The judge noted that while the city’s other uniformed services “have made rapid progress integrating black members into their ranks, the Fire Department has stagnated and at times retrogressed.”
Judge Garaufis stopped short of finding that Mayor Michael R. Bloomberg and the former fire commissioner, Nicholas Scoppetta, had also intentionally discriminated against black applicants. But the judge wrote that he found strong evidence to suggest that they were made aware numerous times that the Fire Department’s entrance exams were discriminatory, yet failed to take sufficient remedial action.
The mayor testified at a deposition in August that he did not recall receiving a report more than six years ago warning him about sharp differences in the pass rates between white and minority candidates for firefighter jobs, lawyers said.
The judge “let the mayor and the commissioner off the hook on the basis of a doctrine known as qualified immunity,” said Richard A. Levy, a lawyer for the plaintiffs. He said that doctrine exempts public officials from lawsuits that are based on their discretionary decisions.
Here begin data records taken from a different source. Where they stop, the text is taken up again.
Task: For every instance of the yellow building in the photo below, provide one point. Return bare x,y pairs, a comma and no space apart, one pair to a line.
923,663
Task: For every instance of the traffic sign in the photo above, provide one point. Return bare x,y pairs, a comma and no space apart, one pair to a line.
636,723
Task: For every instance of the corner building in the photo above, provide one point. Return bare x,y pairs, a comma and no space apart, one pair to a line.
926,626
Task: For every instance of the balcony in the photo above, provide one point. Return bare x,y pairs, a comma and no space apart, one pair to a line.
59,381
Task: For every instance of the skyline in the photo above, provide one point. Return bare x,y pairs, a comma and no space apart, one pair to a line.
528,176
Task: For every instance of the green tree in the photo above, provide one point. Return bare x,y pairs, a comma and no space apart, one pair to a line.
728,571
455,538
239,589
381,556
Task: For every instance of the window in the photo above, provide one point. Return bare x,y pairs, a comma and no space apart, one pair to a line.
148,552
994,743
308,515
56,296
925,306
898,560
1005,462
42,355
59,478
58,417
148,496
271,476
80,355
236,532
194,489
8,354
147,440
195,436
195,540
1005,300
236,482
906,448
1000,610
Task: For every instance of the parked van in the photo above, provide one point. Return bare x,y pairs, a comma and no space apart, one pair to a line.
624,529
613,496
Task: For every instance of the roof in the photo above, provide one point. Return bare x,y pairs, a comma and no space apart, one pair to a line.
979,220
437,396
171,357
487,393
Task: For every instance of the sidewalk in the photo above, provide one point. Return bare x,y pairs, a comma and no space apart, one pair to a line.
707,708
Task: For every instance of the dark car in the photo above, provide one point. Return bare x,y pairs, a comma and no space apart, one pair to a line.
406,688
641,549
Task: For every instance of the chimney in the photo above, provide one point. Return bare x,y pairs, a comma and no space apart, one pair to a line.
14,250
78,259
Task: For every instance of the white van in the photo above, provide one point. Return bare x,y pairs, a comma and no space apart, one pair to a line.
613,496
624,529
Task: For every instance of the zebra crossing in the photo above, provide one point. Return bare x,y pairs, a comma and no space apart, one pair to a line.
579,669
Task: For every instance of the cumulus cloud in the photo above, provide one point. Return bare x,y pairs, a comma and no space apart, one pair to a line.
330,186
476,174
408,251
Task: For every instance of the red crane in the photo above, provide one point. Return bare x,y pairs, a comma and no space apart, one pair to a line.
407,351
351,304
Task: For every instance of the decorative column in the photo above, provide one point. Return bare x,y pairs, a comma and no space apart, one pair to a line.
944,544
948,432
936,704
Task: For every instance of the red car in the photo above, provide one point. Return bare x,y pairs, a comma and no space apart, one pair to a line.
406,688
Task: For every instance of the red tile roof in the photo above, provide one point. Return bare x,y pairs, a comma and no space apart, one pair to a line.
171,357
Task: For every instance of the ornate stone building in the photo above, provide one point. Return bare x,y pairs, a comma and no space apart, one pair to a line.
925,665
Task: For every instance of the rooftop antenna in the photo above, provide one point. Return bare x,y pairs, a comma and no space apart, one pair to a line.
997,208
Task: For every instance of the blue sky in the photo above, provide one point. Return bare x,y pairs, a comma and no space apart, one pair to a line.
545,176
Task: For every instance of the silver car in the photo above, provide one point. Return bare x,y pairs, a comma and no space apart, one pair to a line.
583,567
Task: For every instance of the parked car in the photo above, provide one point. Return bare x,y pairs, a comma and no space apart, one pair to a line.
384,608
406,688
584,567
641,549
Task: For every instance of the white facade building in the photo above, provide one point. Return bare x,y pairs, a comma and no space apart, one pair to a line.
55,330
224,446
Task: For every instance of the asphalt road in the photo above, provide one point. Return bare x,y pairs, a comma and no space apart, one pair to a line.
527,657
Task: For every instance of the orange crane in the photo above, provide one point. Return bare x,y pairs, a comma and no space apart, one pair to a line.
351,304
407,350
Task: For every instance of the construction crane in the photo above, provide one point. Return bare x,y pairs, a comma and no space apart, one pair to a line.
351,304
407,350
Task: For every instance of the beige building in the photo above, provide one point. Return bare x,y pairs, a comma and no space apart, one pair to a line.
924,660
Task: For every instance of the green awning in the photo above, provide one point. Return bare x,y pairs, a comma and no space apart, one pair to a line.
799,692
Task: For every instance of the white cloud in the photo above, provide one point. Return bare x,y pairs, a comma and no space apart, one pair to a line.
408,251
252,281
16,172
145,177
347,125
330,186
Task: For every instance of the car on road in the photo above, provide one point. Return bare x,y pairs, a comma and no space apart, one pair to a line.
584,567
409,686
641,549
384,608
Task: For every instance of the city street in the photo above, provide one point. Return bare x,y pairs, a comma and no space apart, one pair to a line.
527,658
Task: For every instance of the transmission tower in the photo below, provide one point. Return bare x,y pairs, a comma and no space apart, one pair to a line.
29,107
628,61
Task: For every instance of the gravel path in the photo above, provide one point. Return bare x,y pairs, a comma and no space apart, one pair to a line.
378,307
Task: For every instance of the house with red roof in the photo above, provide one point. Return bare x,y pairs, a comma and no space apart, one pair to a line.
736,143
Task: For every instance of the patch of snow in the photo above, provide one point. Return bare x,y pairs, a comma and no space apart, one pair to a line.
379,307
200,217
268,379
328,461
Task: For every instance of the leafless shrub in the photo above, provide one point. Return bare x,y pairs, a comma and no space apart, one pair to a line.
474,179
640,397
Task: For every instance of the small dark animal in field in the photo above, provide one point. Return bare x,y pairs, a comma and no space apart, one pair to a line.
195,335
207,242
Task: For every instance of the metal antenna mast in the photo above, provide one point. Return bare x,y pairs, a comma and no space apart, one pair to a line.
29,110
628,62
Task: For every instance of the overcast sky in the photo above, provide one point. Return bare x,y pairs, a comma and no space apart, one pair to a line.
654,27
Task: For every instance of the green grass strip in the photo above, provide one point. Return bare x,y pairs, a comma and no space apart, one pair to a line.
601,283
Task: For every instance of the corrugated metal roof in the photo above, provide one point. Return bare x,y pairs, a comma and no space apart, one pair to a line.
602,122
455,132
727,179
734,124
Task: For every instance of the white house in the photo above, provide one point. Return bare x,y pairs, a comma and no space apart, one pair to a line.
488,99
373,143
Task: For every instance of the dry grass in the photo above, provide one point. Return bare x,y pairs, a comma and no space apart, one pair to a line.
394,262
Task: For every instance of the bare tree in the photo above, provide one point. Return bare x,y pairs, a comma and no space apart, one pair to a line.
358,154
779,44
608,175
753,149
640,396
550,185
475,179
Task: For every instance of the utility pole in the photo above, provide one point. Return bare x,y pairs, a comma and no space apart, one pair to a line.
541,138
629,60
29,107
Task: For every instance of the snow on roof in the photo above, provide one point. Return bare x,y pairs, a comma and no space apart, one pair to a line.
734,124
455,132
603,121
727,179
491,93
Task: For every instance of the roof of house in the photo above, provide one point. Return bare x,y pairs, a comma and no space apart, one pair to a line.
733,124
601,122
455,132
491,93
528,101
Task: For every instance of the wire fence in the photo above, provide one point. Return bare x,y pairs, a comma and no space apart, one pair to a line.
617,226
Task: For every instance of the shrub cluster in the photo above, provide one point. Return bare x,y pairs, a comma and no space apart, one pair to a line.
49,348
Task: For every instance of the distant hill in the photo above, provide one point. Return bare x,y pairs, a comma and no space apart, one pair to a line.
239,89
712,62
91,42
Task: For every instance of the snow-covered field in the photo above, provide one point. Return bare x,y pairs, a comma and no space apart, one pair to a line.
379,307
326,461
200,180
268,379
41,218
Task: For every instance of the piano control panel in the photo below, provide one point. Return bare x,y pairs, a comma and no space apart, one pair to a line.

The chief of the labor and employment law division of the city’s Law Department said in a written statement that she was “pleased” that the court dismissed claims against Mr. Bloomberg and Mr. Scoppetta, but disagreed with the overall finding of intentional discrimination.
“It is the city’s view that there is simply no evidence that the city ever intended to discriminate against black applicants,” the lawyer, Georgia Pestana, said.
Anjana Samant, a lawyer for the Center for Constitutional Rights, which was part of the team that represented the plaintiffs, said that the class of people involved has been defined as those who were disqualified from becoming firefighters by virtue of the tests. The pool of potential claimants, she said, could reach the hundreds.
Ms. Samant said the remedies could include payment of lost salary for those denied jobs, as well as new city hiring policies.
Some city officials said they found the decision unexpected and deeply perplexing, in part because the judge ruled on plaintiffs’ motions for summary judgment and the city’s motion to dismiss the case without a trial.
Mr. Levy agreed it was unusual to get a ruling based solely on documentary evidence and depositions, but he said “the evidence of a decades-long pattern of discriminating against black and Latino firefighter applicants was overwhelming.”
Ms. Boddie, the New York Law School professor, said such rulings against government entities were rare around the nation, adding, “To the extent there is a finding of liability, it is usually on disparate-impact grounds, not based on racially discriminatory intent.”
Paul Washington, 48, a firefighter in Brooklyn and a former Vulcan Society president, said that the ruling validated “what we’ve been saying for the longest time, and which I’ve been saying since 1999 — that the Fire Department discriminates, intentionally, and they just continue to do it.”
He said he believed that over the department’s 145-year history, there were probably “thousands of thousands of black men and women who should have had this job and didn’t get it.”
Toby Lyles and Michael S. Schmidt contributed reporting.